09 de julho de 2026
Nacional

Lula critica EUA e diz que Obama deve desculpas a Dilma e ao Brasil

Folhapress
| Tempo de leitura: 2 min

Valter Campanato/ABr

Lula critica EUA e diz que Obama deve desculpas a Dilma e ao Brasil

O ex-presidente Luiz Inácio Lula da Silva disse, nesta quinta-feira (5), que os Estados Unidos estão ameaçando a soberania do mundo e que o presidente norte-americano, Barack Obama, deve desculpas à brasileira Dilma Rousseff e ao Brasil.

O programa "Fantástico", da TV Globo, revelou no último domingo (1º) que Dilma foi alvo de espionagem e teve sua comunicação monitorada pelo governo dos EUA.

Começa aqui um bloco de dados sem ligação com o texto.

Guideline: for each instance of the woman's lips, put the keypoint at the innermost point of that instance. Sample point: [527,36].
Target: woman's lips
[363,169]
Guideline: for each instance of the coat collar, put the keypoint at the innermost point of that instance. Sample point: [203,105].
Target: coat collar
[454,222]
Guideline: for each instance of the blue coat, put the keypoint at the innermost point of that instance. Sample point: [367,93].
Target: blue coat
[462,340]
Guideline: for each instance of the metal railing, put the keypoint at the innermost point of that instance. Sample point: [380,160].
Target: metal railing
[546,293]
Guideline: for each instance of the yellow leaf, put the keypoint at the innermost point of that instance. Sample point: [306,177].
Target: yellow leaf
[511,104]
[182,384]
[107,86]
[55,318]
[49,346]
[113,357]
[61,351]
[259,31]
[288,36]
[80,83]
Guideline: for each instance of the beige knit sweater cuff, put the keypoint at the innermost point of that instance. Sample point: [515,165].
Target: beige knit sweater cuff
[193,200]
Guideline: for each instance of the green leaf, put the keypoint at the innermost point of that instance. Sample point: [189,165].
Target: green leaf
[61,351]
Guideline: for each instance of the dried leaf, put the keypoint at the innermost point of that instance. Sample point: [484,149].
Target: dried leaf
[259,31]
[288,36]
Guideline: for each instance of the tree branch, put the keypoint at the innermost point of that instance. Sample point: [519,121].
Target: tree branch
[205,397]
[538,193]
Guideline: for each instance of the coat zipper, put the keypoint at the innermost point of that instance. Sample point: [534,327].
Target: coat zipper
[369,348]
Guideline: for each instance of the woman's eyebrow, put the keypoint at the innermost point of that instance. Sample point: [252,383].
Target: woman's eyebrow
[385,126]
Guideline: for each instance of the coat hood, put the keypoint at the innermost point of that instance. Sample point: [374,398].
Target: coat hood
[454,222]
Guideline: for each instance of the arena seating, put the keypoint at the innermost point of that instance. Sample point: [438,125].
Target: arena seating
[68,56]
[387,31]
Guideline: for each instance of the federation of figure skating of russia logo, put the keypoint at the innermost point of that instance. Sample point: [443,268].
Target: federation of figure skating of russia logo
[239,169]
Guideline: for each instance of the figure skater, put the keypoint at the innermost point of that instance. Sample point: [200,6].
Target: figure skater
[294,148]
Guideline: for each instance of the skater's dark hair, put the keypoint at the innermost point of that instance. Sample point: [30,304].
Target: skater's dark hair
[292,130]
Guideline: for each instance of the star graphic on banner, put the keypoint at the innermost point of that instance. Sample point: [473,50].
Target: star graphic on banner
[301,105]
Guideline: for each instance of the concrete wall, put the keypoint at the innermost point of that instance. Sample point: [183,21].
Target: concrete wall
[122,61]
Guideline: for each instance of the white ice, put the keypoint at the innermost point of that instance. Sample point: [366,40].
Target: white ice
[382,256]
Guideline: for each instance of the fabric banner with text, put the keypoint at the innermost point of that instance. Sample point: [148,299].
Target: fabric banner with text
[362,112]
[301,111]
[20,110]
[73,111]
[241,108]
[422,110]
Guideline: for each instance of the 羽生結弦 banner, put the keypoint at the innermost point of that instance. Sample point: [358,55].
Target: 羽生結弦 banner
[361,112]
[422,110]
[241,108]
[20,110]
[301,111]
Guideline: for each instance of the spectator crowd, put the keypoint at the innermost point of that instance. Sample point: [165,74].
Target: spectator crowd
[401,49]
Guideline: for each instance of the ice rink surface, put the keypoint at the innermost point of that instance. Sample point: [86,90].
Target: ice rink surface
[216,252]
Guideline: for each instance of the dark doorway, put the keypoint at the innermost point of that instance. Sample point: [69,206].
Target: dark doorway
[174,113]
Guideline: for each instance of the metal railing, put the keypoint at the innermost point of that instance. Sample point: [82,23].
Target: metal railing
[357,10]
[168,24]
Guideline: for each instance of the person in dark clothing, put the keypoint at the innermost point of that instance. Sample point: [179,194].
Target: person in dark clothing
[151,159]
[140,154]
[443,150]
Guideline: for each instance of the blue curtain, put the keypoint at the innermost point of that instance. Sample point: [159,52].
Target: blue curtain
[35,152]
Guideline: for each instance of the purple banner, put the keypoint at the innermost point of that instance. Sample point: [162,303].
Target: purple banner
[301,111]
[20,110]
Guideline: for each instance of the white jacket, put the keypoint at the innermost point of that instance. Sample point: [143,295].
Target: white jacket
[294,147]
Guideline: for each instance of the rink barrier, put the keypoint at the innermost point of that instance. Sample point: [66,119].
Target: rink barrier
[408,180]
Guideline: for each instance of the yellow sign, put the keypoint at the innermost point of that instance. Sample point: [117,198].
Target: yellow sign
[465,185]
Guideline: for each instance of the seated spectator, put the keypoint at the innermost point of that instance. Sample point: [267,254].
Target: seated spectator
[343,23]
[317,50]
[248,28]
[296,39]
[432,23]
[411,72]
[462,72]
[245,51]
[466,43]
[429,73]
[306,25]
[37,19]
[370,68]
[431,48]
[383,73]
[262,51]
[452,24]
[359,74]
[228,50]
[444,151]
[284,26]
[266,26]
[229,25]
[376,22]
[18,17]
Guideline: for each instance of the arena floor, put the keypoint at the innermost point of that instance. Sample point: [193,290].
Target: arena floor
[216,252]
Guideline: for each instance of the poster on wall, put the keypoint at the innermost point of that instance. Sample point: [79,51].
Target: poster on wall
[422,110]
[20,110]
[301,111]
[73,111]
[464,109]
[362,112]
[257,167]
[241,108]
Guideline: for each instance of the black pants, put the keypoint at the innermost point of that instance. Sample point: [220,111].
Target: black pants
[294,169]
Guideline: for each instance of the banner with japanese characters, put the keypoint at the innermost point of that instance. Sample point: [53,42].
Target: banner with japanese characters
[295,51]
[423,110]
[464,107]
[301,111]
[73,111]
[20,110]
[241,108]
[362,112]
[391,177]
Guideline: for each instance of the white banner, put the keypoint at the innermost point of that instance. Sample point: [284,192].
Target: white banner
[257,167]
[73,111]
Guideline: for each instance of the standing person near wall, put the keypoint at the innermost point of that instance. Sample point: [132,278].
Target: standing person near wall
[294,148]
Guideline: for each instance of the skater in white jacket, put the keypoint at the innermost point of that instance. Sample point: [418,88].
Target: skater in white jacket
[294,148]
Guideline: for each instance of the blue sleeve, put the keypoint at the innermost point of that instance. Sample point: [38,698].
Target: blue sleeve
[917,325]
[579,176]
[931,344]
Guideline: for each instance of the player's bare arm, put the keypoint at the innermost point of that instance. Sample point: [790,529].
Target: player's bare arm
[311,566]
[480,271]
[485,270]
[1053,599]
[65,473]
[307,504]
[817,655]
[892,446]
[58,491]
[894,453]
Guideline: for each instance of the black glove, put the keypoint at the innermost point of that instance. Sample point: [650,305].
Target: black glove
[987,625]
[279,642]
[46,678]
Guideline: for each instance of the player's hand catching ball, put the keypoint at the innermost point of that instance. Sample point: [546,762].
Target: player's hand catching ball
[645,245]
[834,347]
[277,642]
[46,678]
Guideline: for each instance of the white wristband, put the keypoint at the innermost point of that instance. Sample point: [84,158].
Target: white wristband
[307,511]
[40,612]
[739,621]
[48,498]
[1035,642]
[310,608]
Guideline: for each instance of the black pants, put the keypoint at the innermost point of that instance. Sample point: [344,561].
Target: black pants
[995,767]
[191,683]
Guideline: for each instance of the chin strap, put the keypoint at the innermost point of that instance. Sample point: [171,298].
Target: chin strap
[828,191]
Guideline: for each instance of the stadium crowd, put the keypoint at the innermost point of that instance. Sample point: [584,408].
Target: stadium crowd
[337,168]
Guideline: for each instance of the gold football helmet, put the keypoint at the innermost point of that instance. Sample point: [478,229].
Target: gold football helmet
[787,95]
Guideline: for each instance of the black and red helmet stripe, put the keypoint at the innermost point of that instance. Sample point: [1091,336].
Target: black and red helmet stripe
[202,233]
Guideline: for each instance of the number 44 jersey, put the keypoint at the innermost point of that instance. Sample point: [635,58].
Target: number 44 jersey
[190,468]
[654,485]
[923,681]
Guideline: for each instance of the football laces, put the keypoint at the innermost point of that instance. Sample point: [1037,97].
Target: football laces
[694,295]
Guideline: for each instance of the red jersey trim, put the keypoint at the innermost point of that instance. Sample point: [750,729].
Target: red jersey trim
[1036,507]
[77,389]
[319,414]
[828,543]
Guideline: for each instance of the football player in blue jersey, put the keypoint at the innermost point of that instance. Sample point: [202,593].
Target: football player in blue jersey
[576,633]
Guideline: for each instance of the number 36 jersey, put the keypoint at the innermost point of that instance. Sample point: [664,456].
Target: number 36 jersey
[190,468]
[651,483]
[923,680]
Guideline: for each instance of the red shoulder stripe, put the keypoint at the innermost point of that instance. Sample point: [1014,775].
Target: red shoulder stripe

"A soberania dos Estados está sendo colocada em risco com o comportamento americano. Nós que passamos a vida inteira lutando por democracia, por soberania, não podemos admitir, sob pretexto nenhum, que um país fique tentando gravar, copiar e-mails, telefonemas de um país ou de um presidente da República, como fizeram com a Dilma", disse Lula após sair de um almoço com deputados estaduais do PT em um restaurante na zona sul de São Paulo.

"Acho que a resposta americana não pode ser via diplomacia, porque a espionagem não foi via diplomacia. Espionagem foi espionagem, então acho que cabe ao Obama humildemente pedir desculpas à presidenta Dilma e desculpas ao Brasil", completou o ex-presidente.

Lula não quis dizer se sua sucessora deveria cancelar a visita programada ao mandatário norte-americano em Washington, mas disse esperar que "Dilma dê um 'guenta' democrático no Obama".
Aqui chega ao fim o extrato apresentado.